El
surgimiento del Estado de derecho como proceso
significó la transición del antiguo régimen personalista de la voluntad omnímoda
del monarca, al establecimiento de controles y límites al gobernante, y la
institucionalización de la democracia representativa, a través de parlamentos
encargados de representar la voluntad popular para orientar el futuro de los
Estados en contraposición de la voluntad individual y caprichosa de un
individuo en el poder.
Sin
entrar de fondo en el debate entre el modelo francés sobre los límites del
constituyente primario y el constituido, con el modelo norteamericano que
concebía el poder constituido limitado por la voluntad del constituyente
primario, hoy es cierto que el Estado de derecho tiene claros límites a los
poderes constituidos y constituyente (Schmitt).
La
concepción contemporánea de democracia no es la formula simple del poder de las
mayorías, y el Estado de derecho es todo lo contrario a la captura
institucional por parte de partidos y poderes personalistas.

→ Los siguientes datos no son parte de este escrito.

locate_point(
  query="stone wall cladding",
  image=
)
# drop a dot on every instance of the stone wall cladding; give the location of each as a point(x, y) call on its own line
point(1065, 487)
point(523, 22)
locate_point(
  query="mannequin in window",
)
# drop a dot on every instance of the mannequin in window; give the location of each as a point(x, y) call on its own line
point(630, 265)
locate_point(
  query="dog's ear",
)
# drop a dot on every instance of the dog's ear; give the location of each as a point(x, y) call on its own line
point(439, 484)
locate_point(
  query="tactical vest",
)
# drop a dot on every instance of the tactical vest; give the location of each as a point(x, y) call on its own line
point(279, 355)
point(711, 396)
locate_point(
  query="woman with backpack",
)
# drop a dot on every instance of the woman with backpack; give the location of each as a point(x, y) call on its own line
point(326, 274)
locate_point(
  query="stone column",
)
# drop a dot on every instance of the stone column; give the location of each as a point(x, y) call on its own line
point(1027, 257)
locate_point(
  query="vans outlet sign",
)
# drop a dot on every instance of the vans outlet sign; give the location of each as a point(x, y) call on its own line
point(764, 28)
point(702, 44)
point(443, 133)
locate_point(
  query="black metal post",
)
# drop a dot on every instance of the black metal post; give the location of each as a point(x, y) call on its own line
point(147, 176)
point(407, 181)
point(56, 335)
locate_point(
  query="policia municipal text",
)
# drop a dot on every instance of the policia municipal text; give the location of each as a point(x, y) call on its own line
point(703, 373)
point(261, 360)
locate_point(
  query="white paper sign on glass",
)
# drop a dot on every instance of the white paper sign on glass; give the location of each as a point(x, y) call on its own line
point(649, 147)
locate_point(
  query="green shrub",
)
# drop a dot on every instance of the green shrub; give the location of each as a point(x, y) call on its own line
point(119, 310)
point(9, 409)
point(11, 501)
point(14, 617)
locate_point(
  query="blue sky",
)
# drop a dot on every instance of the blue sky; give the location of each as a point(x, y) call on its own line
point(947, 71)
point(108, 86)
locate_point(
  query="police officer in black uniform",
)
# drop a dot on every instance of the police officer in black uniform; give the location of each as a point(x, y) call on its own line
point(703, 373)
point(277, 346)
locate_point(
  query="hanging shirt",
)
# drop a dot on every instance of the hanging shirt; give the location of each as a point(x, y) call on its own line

Las garantías a
las minorías y la oposición, la alternancia en el poder y el respeto por los
derechos humanos en todas sus generaciones de forma interdependiente, son características
y límites de y en una democracia de rango fundamental (Elías Días).
El
pasado martes el órgano representativo venezolano otorgó por un año facultades
expresas al presidente Maduro, mediante las que podrá gobernar a través de
decretos, es decir, sin consultas ni debates democráticos, sino atendiendo a su
criterio personalista y caprichoso, en un contexto de persecución a la
oposición, de limitaciones a los derechos de primera generación y de
derrumbamiento institucional y del orden público.
Para
quienes de alguna forma conocemos el surgimiento del Estado de derecho, el
proceso de consolidación y maduración de los derechos humanos y la democracia, nos
debe resultar aberrante la realidad venezolana.
Venezuela
acaba de cubrir de legalidad democrática el retroceso que la somete a los
caprichos vanidosos y compulsivos de su "monarca" sin formación,
retroceso que ya ha ocurrido en la historia. El ejemplo mas horroroso nos
remite a la Alemania Nazi, donde su Fuhrer todo lo hizo bajo el manto de la
legalidad y con procedimiento de democracia formal.
El
caudillismo o personalización del Estado ha tirado al traste los avances en
materia de derechos humanos y democracia material. Sus consecuencias nefastas todavía
las recuerdan quienes han padecido esas épocas, y Venezuela nos recuerda que todavía
estamos en riesgo de repetir esas tragedias, que muchas veces con el discurso
populista se establecieron en el poder prácticas de tiranía, incluso por
mayorías democráticas.
Es
recurrente hoy en América Latina encontrar latente este riesgo, y en Colombia,
que durante 8 años un régimen en el poder convirtió en un muladar toda la
institucionalidad del Estado colombiano desde la Casa de Nariño, imponiendo sus
más oscuros intereses, hoy rinde el más bajo homenaje al caudillismo y la personalización
estatal con su rostro y nombre para identificar un movimiento de contenido y
aspiraciones tan oscuros como los de sus más ilustres representantes.
Frente
a la vergüenza descarada que Venezuela hoy vive en torno a la democracia, la institucionalidad y los
derechos humanos, Colombia no tiene las condiciones para criticarla cuando ha
sido complaciente con estructuras de poder con las mismas aspiraciones que el chavismo encabezado por Nicolás Maduro ha
alcanzado: el desmonte del Estado de derecho en pro de una personificación del
Estado, el sometimiento de la minoría por la imposición de la mayoría que
otorga poderes omnímodos a su líder carismático, recordando a Weber, y rebajando
los derechos humanos a un mero discurso de bolsillo y conveniencia, echándonos
en cara nuestra aparente incapacidad de legitimar racionalmente el poder
(nuevamente usando a Weber).
Es
lamentable lo que ocurre hoy en Venezuela, pero que en Colombia hoy muchos quisieran,
desde otra orilla y con el rostro y nombre de su caudillo encabezando el nombre
de su movimiento, alcanzar a toda costa.